The chemistry of the protagonists works from the get-go, showing their innocent, at times awkward heart, and how serious they were in their mission to preach to as large an audience as possible. The film chronicles their rise to the top of the Praise The Lord Network (PTL) televangelist ladder and how, ultimately, the millions of dollars in donations they requested and received from their audiences led to legal and marital disputes. . The film also excels at exposing the blatant (but perhaps not so obvious at the time) behind-the-scenes politics of the early televangelist industry, presenting Pat Robertson and Jerry Falwell Sr. as competitors entirely concerned with the audience, the profit and the fight against what Falwell calls “the liberal, feminist and gay agenda”. The film also credits them with ousting the Bakkers as the original hosts of the 700 Club and engineering their eventual disgrace.

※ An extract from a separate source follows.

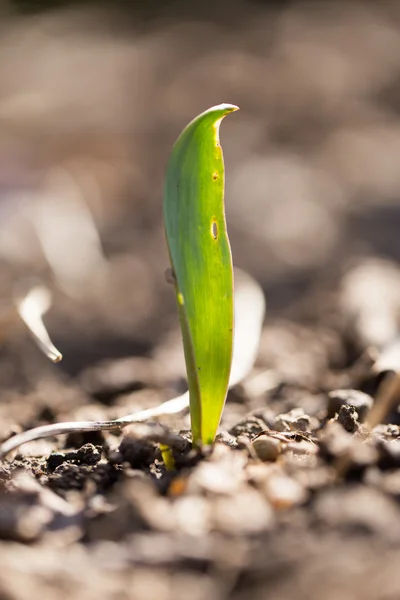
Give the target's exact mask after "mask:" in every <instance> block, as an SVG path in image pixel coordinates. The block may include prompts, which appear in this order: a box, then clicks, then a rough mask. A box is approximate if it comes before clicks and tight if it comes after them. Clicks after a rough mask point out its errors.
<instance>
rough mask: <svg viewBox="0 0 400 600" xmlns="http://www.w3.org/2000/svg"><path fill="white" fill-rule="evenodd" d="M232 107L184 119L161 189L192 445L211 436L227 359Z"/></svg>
mask: <svg viewBox="0 0 400 600" xmlns="http://www.w3.org/2000/svg"><path fill="white" fill-rule="evenodd" d="M235 110H237V107H236V106H233V105H231V104H221V105H220V106H215V107H213V108H210V109H209V110H207V111H206V112H204V113H202V114H201V115H199V116H198V117H196V118H195V119H194V120H193V121H192V122H191V123H189V125H188V126H187V127H186V128H185V129H184V131H183V132H182V133H181V135H180V136H179V138H178V140H177V141H176V143H175V145H174V147H173V150H172V153H171V156H170V159H169V163H168V167H167V174H166V183H165V190H164V224H165V231H166V237H167V244H168V249H169V254H170V260H171V265H172V269H173V272H174V280H175V290H176V299H177V305H178V312H179V319H180V324H181V329H182V337H183V345H184V351H185V360H186V370H187V376H188V383H189V394H190V416H191V424H192V434H193V442H194V443H195V444H196V445H199V444H212V443H213V441H214V438H215V435H216V432H217V429H218V425H219V421H220V418H221V413H222V409H223V407H224V403H225V398H226V393H227V389H228V382H229V373H230V369H231V362H232V345H233V273H232V257H231V250H230V246H229V239H228V235H227V231H226V222H225V211H224V160H223V156H222V149H221V146H220V143H219V126H220V124H221V121H222V119H223V118H224V117H225V116H226V115H227V114H228V113H230V112H233V111H235Z"/></svg>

The center of the film, however, lies with Faye and the effort the film makes to engage with the vulnerable and lovable parts of Faye and to show the extent of her victimization by Bakker and the audience, who did not. not taken seriously and has largely found her annoying. There are many moments in the film where she is harassed, mocked and taken for granted by the people around her. Her makeup is the butt of her husband’s jokes, and her brief infidelity is exploited by Bakker to increase viewership and shame him. As Faye strives to establish an equal partnership, Bakker treats her as an entertainment accessory and talks down on her. In these moments, Chastain’s performance, full of vulnerability and emotional nuance, really shines.
Chastain manages to remain sympathetic to the audience, through all of the drama and intrigue that unfolds. Faye frequently attempts to extend compassion over her husband’s wishes to people discriminated against by the church, hosting segments on PTL with LGBTQA + Christians and interviewing Steven Pieters, an AIDS minister. Her accepting worldview forms a stark contrast to Bakker and Falwell’s corrupt and profit-driven approach to Christianity, making her a lovable person in the murky waters of televangelism. I was so impressed with Faye’s portrayal that, at the end of the movie, I delved into the interviews Faye did after her career declined. Unsurprisingly, she is every bit as bubbly and captivating as her portrayal in the film, joking about the tabloid tragedy of her life and proving that even in the bad times, Jesus has, in fact, continued to take her more and more. high.